20.05.2012
"Elle, c'est vous.... Elle, c'est vous"*
Assise sur le bord du lit, elle grelottait dans sa robe du soir (...) elle a baisé ses lèvres sur la glace. Notre premier baiser, mon amour.
*Albert Cohen, Belle du Seigneur, chapitre III (sur IX), Première partie (sur Sept), 990 pages en Pléiade.
Cet extrait du chapitre III occupe beaucoup certains lycéens avant le Bac de français. Texte-prétexte fortement problématique puisqu'il faut y trouver des topos et des différences se rapportant au sujet d'étude dit de la scène de première rencontre en littérature, avec effet, obstacle et franchissement (sic) obligatoires, et cela en faisant fi d'une chose énorme : le roman lui-même. Faisons comme si nous ne savions pas que ce roman est la lente et minutieuse marche funèbre de l'amour-passion, une passion mortelle entre Solal et Ariane. Cohen qui admirait le roman de Tolstoï Anna Karénine, amour-passion mythique de la littérature russe, qui se finit mal.

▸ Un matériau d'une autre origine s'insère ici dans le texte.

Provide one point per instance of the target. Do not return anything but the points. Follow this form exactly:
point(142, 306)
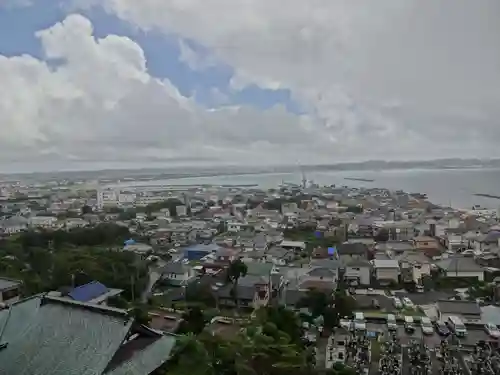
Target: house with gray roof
point(357, 272)
point(10, 290)
point(14, 224)
point(460, 266)
point(465, 310)
point(177, 273)
point(45, 335)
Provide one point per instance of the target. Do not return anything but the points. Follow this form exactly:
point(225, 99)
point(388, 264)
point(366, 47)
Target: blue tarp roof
point(87, 292)
point(202, 247)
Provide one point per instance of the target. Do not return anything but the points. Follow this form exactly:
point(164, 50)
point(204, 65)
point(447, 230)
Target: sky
point(114, 83)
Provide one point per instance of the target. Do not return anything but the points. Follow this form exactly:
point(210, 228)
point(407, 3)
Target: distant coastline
point(358, 179)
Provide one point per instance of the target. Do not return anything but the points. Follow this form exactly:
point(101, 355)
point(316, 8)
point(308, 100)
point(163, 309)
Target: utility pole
point(132, 290)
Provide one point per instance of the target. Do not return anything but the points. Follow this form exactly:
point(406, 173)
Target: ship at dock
point(358, 179)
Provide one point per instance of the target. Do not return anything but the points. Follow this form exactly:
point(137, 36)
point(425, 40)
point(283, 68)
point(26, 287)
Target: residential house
point(177, 273)
point(45, 222)
point(182, 235)
point(196, 252)
point(357, 272)
point(454, 239)
point(425, 243)
point(254, 289)
point(10, 290)
point(484, 242)
point(386, 271)
point(349, 251)
point(76, 222)
point(296, 246)
point(415, 266)
point(138, 248)
point(92, 293)
point(78, 338)
point(279, 256)
point(460, 266)
point(13, 225)
point(398, 230)
point(322, 274)
point(222, 256)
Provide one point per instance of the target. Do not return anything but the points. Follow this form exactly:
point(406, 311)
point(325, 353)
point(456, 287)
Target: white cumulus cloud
point(348, 62)
point(94, 100)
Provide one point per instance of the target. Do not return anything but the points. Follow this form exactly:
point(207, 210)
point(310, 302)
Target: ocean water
point(454, 187)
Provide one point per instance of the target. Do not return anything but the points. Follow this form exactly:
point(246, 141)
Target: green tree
point(86, 209)
point(140, 314)
point(193, 321)
point(235, 271)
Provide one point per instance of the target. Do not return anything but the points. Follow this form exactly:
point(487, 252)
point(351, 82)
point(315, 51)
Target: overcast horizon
point(117, 83)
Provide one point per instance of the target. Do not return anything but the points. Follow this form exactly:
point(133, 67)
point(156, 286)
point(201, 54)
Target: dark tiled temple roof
point(57, 336)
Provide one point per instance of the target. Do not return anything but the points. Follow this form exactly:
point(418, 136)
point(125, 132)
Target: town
point(205, 279)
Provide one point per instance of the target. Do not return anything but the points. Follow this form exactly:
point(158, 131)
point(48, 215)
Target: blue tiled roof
point(87, 292)
point(202, 247)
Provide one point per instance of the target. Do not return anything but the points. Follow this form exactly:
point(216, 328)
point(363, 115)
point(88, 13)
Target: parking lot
point(473, 336)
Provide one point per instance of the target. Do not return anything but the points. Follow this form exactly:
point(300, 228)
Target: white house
point(178, 273)
point(14, 224)
point(460, 266)
point(45, 222)
point(386, 270)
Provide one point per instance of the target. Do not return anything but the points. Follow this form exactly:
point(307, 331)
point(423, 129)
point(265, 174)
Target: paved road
point(473, 336)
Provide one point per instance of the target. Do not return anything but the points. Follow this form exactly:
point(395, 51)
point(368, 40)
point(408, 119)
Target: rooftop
point(8, 283)
point(57, 336)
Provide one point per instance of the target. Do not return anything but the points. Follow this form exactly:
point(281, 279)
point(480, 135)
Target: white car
point(407, 303)
point(347, 324)
point(492, 330)
point(397, 303)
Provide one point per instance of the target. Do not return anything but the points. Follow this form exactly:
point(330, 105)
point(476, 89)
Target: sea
point(447, 187)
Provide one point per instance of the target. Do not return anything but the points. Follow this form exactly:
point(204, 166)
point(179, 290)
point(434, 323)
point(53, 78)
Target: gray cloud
point(409, 79)
point(345, 60)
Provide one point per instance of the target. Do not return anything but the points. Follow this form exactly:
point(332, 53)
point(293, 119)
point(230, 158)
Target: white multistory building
point(107, 198)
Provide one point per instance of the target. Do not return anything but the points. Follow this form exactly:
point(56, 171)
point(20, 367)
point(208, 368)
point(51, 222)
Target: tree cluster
point(47, 261)
point(270, 344)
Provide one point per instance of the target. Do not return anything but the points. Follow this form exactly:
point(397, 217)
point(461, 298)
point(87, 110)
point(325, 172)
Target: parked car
point(426, 325)
point(441, 329)
point(391, 322)
point(492, 330)
point(397, 303)
point(407, 303)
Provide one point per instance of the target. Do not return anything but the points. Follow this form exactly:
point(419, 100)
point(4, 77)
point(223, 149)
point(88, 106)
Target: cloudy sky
point(128, 82)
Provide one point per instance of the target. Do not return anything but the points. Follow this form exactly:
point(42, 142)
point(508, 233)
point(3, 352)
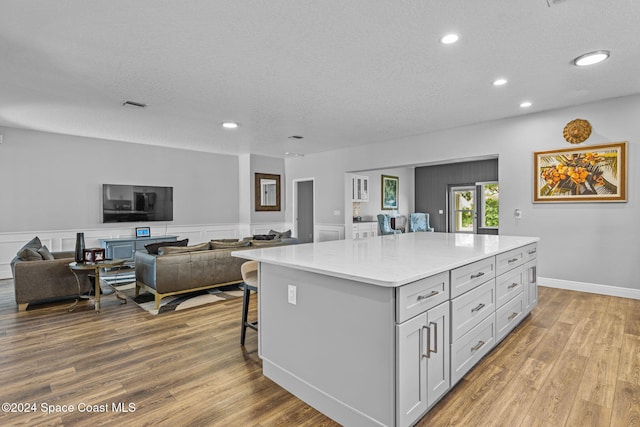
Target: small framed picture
point(143, 232)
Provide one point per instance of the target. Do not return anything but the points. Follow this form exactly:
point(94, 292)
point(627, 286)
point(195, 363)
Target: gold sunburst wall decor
point(577, 131)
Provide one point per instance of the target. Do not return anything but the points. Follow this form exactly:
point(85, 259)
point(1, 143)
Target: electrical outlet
point(292, 291)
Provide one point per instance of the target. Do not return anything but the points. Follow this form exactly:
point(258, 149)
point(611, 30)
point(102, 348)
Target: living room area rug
point(146, 300)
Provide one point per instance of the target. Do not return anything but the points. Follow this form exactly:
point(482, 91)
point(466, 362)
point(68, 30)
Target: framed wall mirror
point(267, 192)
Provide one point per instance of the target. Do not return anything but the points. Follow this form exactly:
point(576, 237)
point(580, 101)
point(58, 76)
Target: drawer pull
point(428, 353)
point(478, 307)
point(477, 346)
point(435, 337)
point(429, 295)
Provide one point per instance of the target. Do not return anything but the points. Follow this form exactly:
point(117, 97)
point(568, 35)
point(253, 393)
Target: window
point(490, 204)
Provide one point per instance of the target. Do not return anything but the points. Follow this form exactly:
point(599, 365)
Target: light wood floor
point(574, 362)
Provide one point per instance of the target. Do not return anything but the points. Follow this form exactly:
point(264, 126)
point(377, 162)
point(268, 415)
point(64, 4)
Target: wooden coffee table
point(96, 267)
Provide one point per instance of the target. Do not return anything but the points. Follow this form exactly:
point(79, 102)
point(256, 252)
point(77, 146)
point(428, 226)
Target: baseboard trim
point(592, 288)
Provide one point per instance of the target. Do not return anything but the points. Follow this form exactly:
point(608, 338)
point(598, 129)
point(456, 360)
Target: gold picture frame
point(596, 173)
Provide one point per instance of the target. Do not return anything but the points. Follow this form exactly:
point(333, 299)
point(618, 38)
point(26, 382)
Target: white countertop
point(391, 260)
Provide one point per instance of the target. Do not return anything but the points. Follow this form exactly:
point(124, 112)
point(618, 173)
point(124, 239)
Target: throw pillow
point(280, 234)
point(32, 244)
point(45, 254)
point(29, 254)
point(229, 243)
point(152, 248)
point(263, 237)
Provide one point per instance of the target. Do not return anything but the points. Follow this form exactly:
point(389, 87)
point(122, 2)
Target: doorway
point(303, 205)
point(462, 209)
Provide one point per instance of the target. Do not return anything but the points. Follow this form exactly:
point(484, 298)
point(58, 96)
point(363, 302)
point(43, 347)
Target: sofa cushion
point(229, 243)
point(152, 248)
point(272, 242)
point(45, 254)
point(166, 250)
point(263, 237)
point(29, 254)
point(280, 234)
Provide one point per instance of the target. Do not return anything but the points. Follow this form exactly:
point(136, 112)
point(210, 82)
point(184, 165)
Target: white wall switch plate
point(292, 292)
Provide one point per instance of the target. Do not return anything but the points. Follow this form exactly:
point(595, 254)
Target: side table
point(96, 267)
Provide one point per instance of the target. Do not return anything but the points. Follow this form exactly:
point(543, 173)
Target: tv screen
point(136, 203)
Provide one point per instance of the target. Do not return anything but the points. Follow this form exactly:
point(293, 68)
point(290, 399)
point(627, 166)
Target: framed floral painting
point(389, 192)
point(595, 173)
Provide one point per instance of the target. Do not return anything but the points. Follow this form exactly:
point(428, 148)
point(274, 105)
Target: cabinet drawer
point(509, 260)
point(509, 285)
point(530, 252)
point(417, 297)
point(508, 316)
point(471, 308)
point(471, 275)
point(469, 349)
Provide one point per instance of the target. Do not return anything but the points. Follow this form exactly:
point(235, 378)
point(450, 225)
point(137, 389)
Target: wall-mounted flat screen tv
point(136, 203)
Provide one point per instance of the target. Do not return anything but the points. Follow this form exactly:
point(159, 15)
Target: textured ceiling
point(340, 73)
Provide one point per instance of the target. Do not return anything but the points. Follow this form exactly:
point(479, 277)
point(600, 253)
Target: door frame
point(451, 211)
point(295, 183)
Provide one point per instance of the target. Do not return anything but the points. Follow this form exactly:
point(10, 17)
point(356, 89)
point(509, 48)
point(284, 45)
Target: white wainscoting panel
point(592, 288)
point(328, 232)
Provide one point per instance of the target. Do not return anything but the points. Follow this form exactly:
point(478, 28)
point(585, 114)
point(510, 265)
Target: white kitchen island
point(376, 331)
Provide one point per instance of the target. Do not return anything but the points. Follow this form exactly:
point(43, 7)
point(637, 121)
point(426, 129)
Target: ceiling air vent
point(134, 104)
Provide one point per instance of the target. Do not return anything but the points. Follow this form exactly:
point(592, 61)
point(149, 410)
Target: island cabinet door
point(422, 371)
point(530, 286)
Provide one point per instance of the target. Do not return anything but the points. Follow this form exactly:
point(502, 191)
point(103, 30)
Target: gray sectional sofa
point(41, 276)
point(177, 270)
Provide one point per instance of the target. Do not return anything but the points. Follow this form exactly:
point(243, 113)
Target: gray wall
point(593, 243)
point(54, 182)
point(433, 182)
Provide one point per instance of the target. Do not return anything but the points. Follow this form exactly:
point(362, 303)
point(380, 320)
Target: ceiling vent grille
point(134, 104)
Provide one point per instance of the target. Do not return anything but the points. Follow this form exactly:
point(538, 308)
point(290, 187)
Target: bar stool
point(249, 271)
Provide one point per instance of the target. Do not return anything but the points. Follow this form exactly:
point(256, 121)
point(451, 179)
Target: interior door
point(304, 210)
point(462, 209)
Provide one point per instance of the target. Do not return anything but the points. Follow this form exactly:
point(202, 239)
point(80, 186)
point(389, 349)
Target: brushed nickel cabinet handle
point(477, 346)
point(428, 353)
point(429, 295)
point(478, 307)
point(435, 337)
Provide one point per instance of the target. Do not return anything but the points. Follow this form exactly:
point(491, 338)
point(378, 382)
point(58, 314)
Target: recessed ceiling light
point(290, 154)
point(229, 125)
point(449, 38)
point(591, 58)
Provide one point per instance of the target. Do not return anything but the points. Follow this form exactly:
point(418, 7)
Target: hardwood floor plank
point(629, 369)
point(626, 405)
point(599, 380)
point(558, 392)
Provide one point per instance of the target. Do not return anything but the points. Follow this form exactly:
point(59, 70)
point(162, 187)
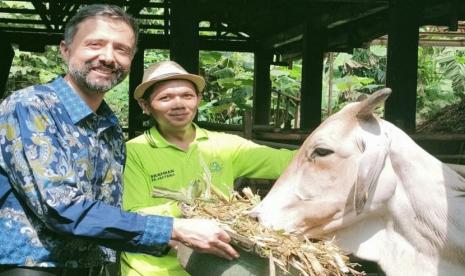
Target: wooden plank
point(135, 78)
point(314, 44)
point(184, 36)
point(402, 62)
point(262, 87)
point(7, 58)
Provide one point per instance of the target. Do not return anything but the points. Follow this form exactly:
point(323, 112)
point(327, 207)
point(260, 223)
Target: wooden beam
point(42, 11)
point(262, 87)
point(314, 45)
point(5, 64)
point(184, 36)
point(402, 64)
point(135, 78)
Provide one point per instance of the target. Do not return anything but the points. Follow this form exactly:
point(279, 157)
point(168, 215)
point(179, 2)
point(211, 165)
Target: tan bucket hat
point(166, 70)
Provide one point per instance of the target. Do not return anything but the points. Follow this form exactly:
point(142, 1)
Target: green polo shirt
point(213, 158)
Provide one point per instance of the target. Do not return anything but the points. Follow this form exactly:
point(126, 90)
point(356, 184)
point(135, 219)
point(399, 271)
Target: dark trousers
point(52, 271)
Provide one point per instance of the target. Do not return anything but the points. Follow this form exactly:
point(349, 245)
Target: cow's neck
point(423, 222)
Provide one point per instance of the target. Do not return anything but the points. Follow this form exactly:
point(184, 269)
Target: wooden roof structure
point(233, 25)
point(274, 30)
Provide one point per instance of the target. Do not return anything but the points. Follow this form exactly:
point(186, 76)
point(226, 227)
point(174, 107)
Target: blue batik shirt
point(60, 183)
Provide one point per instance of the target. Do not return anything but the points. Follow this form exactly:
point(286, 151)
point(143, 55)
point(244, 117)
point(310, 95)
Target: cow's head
point(341, 173)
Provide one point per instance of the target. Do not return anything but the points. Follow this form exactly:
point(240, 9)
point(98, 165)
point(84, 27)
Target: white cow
point(361, 179)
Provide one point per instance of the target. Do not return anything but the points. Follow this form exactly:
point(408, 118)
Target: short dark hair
point(111, 11)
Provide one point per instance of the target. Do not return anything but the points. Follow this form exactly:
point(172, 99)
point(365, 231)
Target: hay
point(308, 257)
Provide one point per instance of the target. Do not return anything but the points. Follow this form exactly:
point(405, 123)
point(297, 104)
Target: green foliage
point(229, 89)
point(440, 80)
point(229, 76)
point(31, 68)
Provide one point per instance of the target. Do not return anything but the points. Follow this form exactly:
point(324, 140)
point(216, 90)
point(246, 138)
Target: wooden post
point(184, 36)
point(314, 43)
point(262, 87)
point(5, 64)
point(135, 78)
point(402, 64)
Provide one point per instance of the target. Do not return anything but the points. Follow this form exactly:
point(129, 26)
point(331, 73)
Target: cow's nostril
point(254, 214)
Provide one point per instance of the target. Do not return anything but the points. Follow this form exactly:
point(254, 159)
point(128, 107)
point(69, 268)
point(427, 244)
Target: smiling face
point(173, 104)
point(100, 54)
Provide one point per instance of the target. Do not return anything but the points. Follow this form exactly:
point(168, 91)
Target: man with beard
point(61, 159)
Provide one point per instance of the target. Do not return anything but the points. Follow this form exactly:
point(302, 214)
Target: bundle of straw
point(289, 252)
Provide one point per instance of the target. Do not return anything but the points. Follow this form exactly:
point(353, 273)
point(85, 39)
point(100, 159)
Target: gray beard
point(81, 76)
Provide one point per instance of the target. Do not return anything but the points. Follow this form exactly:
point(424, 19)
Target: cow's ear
point(370, 165)
point(374, 100)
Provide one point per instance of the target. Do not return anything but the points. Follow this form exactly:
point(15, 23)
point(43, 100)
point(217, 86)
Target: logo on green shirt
point(215, 167)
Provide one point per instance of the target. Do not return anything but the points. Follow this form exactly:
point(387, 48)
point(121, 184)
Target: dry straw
point(291, 253)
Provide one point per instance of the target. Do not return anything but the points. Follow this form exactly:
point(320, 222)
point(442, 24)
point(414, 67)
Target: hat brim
point(198, 81)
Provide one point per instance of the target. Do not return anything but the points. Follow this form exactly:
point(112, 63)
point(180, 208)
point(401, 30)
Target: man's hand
point(204, 236)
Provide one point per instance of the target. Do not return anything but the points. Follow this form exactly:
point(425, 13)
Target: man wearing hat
point(177, 161)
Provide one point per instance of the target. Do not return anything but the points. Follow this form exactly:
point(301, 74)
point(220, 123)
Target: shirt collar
point(75, 105)
point(155, 138)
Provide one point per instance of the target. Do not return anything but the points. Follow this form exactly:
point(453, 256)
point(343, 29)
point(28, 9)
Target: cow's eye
point(320, 152)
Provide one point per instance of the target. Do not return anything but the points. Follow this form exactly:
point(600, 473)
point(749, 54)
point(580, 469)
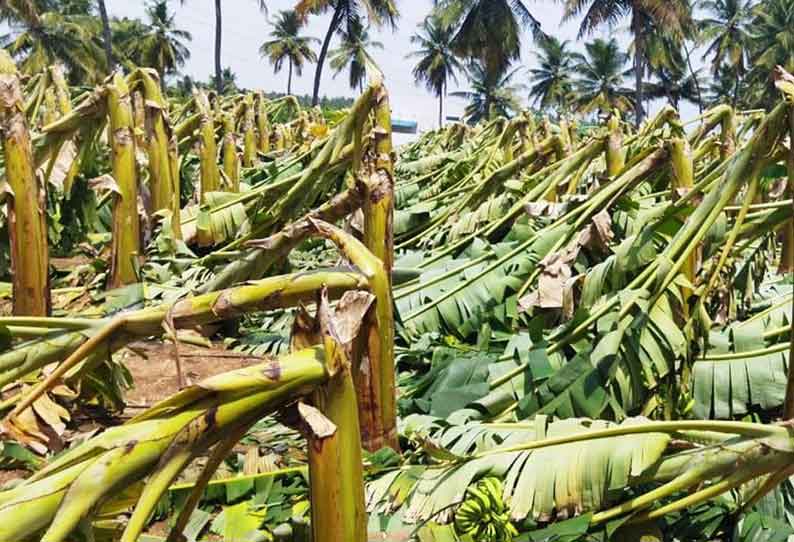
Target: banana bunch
point(483, 516)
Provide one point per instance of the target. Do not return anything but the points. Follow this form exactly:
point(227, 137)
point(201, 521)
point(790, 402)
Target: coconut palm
point(344, 13)
point(669, 60)
point(492, 94)
point(488, 30)
point(437, 64)
point(602, 72)
point(163, 46)
point(218, 80)
point(552, 80)
point(287, 44)
point(52, 37)
point(672, 15)
point(726, 30)
point(772, 44)
point(106, 34)
point(353, 52)
point(674, 86)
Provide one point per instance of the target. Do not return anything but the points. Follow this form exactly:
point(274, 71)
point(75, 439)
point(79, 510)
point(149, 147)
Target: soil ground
point(154, 369)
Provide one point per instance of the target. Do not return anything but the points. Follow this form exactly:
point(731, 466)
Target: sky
point(245, 28)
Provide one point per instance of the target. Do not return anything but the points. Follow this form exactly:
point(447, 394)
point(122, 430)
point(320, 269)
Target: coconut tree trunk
point(289, 79)
point(441, 109)
point(27, 226)
point(103, 14)
point(639, 51)
point(694, 78)
point(218, 36)
point(318, 73)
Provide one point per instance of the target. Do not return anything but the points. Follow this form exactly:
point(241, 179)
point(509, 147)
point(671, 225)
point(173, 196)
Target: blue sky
point(245, 28)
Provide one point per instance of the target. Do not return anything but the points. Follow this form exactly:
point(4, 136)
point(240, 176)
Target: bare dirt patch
point(154, 369)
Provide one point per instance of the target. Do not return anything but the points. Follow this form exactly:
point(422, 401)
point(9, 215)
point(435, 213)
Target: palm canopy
point(674, 16)
point(45, 33)
point(162, 46)
point(286, 43)
point(602, 73)
point(772, 35)
point(378, 12)
point(488, 31)
point(436, 63)
point(727, 33)
point(491, 94)
point(353, 52)
point(345, 13)
point(674, 86)
point(552, 81)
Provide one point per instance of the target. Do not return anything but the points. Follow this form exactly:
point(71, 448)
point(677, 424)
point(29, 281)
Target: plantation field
point(229, 317)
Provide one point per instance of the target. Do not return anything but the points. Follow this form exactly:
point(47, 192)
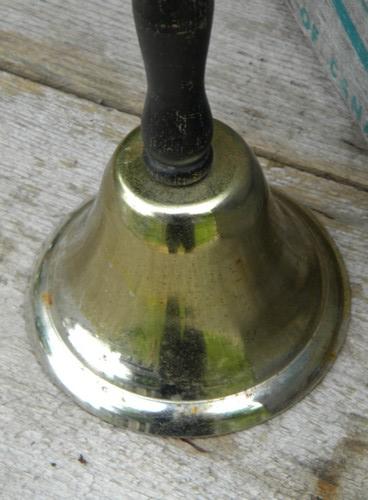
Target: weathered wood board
point(54, 148)
point(263, 77)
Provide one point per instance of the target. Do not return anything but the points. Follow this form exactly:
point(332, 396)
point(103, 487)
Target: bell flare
point(190, 311)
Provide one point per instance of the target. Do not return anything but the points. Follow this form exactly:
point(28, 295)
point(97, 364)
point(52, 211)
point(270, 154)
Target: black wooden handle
point(177, 123)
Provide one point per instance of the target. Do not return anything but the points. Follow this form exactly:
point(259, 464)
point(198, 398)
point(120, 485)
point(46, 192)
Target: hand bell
point(188, 298)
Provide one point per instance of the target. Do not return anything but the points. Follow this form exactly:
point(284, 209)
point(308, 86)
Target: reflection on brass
point(193, 311)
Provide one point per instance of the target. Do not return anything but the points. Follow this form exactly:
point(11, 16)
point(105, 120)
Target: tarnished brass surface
point(193, 311)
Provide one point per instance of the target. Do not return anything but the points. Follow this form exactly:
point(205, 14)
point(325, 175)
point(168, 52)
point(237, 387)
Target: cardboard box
point(338, 31)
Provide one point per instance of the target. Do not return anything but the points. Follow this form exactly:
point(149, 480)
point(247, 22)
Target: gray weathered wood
point(263, 78)
point(53, 151)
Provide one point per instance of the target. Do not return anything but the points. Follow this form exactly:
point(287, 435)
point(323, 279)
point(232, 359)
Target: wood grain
point(263, 77)
point(53, 151)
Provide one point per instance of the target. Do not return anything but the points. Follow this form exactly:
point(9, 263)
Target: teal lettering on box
point(351, 31)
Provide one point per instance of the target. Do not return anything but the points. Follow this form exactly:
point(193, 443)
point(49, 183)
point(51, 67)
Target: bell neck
point(177, 124)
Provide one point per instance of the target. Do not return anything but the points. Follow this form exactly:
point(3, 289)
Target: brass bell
point(187, 299)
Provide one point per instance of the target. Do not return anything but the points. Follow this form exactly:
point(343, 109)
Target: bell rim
point(202, 418)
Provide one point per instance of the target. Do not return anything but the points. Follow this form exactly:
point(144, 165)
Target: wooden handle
point(177, 123)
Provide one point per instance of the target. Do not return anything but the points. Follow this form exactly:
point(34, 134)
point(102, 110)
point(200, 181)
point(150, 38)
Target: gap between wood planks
point(276, 159)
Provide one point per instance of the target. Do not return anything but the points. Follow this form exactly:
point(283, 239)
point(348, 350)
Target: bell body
point(189, 311)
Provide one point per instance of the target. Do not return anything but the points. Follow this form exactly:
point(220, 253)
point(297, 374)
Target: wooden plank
point(263, 77)
point(53, 150)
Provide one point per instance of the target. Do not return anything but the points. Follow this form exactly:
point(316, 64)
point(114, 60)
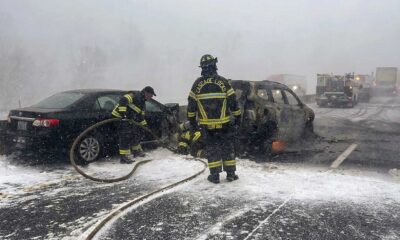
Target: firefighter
point(211, 102)
point(190, 142)
point(131, 107)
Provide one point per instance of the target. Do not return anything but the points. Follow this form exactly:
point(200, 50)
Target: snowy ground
point(293, 196)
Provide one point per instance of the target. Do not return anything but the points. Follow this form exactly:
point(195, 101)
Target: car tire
point(89, 149)
point(309, 128)
point(266, 147)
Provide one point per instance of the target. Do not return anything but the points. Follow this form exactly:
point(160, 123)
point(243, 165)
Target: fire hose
point(139, 163)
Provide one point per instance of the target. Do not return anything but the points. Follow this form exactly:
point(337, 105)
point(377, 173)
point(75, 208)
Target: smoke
point(59, 45)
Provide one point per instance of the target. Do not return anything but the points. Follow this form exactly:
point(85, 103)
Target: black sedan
point(54, 123)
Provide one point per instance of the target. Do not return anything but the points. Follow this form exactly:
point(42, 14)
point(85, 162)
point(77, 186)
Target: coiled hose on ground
point(108, 180)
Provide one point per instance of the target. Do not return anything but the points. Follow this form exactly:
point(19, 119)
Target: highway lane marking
point(263, 222)
point(343, 156)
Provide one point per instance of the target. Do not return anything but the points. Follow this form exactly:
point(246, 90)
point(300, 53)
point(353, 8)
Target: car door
point(154, 115)
point(283, 113)
point(298, 119)
point(103, 107)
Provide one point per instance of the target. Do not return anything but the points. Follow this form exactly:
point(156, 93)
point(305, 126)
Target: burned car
point(271, 112)
point(54, 123)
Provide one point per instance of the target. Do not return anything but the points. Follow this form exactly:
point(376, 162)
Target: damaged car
point(271, 113)
point(52, 125)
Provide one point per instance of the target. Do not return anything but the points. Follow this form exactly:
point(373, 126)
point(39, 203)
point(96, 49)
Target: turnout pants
point(129, 138)
point(220, 151)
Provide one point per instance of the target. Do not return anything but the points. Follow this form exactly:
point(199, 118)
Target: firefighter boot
point(214, 178)
point(231, 176)
point(126, 158)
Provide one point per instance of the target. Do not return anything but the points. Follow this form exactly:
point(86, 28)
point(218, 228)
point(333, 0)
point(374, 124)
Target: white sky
point(159, 43)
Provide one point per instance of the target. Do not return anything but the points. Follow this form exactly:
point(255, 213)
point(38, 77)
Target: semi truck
point(297, 83)
point(336, 90)
point(385, 81)
point(365, 82)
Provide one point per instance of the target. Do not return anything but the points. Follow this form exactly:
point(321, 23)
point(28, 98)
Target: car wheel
point(309, 128)
point(266, 146)
point(89, 149)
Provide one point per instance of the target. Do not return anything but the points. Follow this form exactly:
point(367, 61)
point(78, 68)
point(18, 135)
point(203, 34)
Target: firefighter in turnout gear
point(131, 107)
point(211, 102)
point(190, 142)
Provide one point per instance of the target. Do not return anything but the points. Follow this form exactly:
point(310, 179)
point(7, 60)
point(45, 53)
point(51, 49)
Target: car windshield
point(262, 91)
point(59, 100)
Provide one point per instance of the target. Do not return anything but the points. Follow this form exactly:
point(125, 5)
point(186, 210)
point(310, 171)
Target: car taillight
point(45, 123)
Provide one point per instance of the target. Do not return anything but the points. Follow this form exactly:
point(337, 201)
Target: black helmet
point(207, 60)
point(149, 90)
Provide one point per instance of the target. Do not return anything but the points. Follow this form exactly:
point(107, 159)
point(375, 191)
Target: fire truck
point(337, 90)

Puis faisons comme si nous ne détestions pas les extraits de ce genre, coupés de l'arbre, desséchés et ouverts à tous les vents de la surinterprétation laborieuse ou bien délirante, examinons l'extrait.
Un type âgé, un vieillard affreux au comportement de fou, retient en otage une femme dont on comprend à travers ses mots fous qu'elle est belle à mourir. Il parle d'une femme aimée au premier regard en lui disant deux fois dans l'extrait : "elle, c'est vous". Il lui raconte qu'il l'a vue s'approcher d'une glace et embrasser son propre reflet et l'extrait se termine là en queue de poisson : Notre premier baiser, mon amour.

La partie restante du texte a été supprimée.